Inhibition of p25/Cdk5 Attenuates Tauopathy in Mouse and iPSC Models of Frontotemporal Dementia

Increased p25, a proteolytic fragment of the regulatory subunit p35, is known to induce aberrant activity of cyclin-dependent kinase 5 (Cdk5), which is associated with neurodegenerative disorders including Alzheimer9s disease (AD). Previously, we showed that replacing endogenous p35 with the non-cleavable mutant p35 (Δp35) attenuated amyloidosis and improved cognitive function in a familial AD mouse model. Here, to address the role of p25/Cdk5 in tauopathy, we generated double transgenic mice by crossing mice overexpressing mutant human tau (P301S) with Δp35KI mice. We observed significant reduction of phosphorylated tau and its seeding activity in the brain of double transgenic mice compared to the P301S mice.
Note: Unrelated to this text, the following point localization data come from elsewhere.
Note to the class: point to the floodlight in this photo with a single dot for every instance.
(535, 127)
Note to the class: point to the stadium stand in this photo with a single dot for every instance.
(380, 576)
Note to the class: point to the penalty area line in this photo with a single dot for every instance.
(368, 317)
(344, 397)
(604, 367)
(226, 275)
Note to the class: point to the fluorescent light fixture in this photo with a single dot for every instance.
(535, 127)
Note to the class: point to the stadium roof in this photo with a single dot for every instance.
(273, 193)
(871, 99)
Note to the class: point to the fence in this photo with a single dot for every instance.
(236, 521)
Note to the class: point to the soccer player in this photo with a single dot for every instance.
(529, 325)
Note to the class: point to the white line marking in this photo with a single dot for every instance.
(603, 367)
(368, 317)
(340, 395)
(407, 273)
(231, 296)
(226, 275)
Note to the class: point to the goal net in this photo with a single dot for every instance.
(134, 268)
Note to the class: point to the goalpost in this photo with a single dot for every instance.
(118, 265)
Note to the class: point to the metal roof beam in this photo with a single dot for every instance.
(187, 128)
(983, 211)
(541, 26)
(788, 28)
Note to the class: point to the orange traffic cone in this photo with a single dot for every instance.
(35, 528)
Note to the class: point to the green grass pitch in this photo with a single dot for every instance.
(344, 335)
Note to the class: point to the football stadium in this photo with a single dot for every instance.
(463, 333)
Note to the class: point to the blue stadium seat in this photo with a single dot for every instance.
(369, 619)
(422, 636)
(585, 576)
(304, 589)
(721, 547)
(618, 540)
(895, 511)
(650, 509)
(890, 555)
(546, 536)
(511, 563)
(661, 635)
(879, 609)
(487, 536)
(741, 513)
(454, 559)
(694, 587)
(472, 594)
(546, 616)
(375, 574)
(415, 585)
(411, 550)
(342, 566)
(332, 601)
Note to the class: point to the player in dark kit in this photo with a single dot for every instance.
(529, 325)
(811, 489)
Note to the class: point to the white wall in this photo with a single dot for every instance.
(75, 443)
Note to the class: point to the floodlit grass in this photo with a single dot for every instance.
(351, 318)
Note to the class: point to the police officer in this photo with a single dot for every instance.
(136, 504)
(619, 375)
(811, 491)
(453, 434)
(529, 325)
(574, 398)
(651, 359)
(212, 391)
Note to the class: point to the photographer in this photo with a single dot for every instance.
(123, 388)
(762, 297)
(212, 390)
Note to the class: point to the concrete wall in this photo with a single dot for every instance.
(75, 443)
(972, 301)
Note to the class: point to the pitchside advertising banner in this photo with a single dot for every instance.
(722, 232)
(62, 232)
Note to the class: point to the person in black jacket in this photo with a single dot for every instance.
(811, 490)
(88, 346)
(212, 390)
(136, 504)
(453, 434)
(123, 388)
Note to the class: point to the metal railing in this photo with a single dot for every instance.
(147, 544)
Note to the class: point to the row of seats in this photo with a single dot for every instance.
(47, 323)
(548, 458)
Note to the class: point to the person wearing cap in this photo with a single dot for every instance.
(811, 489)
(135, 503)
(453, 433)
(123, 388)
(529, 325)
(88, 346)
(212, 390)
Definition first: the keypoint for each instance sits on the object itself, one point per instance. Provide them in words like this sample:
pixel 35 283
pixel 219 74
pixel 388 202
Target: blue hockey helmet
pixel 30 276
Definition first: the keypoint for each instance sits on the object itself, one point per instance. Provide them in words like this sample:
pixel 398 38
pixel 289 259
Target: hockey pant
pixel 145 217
Furthermore, synaptic loss and impaired LTP at hippocampal CA3 region of P301S mice were attenuated by blocking p25 generation. To further validate the role of p25/Cdk5 in tauopathy, we utilized frontotemporal dementia (FTD) patient-derived induced pluripotent stem cells (iPSCs) carrying the Tau P301L mutation and generated P301L:Δp35KI isogenic iPSC lines using CRISPR/Cas9 genome editing. We created cerebral organoids from the isogenic iPSCs and found that blockade of p25 generation reduced levels of phosphorylated tau and increased expression of synaptophysin. Together, these data demonstrate a crucial role for p25/Cdk5 in mediating tau-associated pathology and suggest that inhibition of this kinase can remedy neurodegenerative processes in the presence of pathogenic tau mutation. SIGNIFICANCE STATEMENT Accumulation of p25 results in aberrant Cdk5 activation and induction of numerous pathological phenotypes such as neuroinflammation, synaptic loss, Aβ accumulation and tau hyperphosphorylation. However, it was not clear whether p25/Cdk5 activity is necessary for the progression of these pathological changes. We recently developed the Δp35KI transgenic mouse that is deficient in p25 generation and Cdk5 hyperactivation. In this study, we utilized this mouse model to elucidate the role of p25/Cdk5 in FTD mutant tau-mediated pathology. We also employed a FTD patient-derived iPSCs carrying the Tau P301L mutation and generated isogenic lines in which p35 is replaced with non-cleavable mutant Δp35. Our data suggest that p25/Cdk5 plays an important role in tauopathy in both mouse and human model systems.